Busra Tas: A Data-driven Fuzzy Clustering Based on Density Peaks Using Graph Distance

Time: Wed 2022-12-14 13.30

Location: Albano, Cramer room

Participating: Busra Tas

Export to calendar


Clustering is an unsupervised learning method that discovers discrete data structures in the commonly high-dimensional feature space. One main approach in cluster analysis is the density-based clustering which detects clusters in terms of density variations in the feature space. A well-known and intuitive density-based method proposed by Rodriguez and Laio [1] is the Density Peak Clustering (DPC), which does not require the input of cluster number and can “partially” discover clusters with arbitrary shapes and imbalance. However, its validation using the decision graph can be very subjective. Moreover, it is a hard clustering method that cannot handle clusters with strong overlapping.
In this study, we generalize DPC to overcome these limitations. First, we employ graph distance to correctly account for the nonlinear cluster shapes that significantly improves the detection power of clusters with arbitrary shapes. Second, we automatize the identification of cluster-center and the number of clusters with a well-known validation index.
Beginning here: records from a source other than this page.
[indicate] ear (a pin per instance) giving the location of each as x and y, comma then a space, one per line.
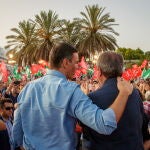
99, 72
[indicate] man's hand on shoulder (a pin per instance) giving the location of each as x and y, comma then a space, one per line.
125, 87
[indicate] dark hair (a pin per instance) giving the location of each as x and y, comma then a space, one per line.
16, 82
4, 100
59, 52
110, 64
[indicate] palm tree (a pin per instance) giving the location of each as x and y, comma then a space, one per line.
22, 43
70, 32
47, 29
98, 31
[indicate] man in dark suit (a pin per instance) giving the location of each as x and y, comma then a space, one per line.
128, 135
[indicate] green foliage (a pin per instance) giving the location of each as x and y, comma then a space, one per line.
131, 54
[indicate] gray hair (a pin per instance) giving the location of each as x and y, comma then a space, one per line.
110, 64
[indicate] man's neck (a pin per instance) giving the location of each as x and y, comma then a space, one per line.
5, 118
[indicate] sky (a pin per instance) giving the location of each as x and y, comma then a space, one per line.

Third, we introduce a fuzzy extension to cluster detection that allows us to assign objectively a membership probability of a data point associated with a particular cluster. Finally, in contrast to other state-of-the-art clustering methods, such as DPC and DBSCAN [2], our method involves a minimal number of hyper-parameters that need to be fixed by the user subjectively. In this talk, I will explain these generalizations and the performance of the new method in terms of test cases and real datasets.

[1] Rodriguez, A., & Laio, A. (2014). Clustering by fast search and find of density peaks. Science, 344, 1492-1496.
[2] Ester, M., Kriegel, H. P., Sander, J., & Xu, X. (1996). A density-based algorithm for discovering clusters in large spatial databases with noise. KDD, 96, 226-231.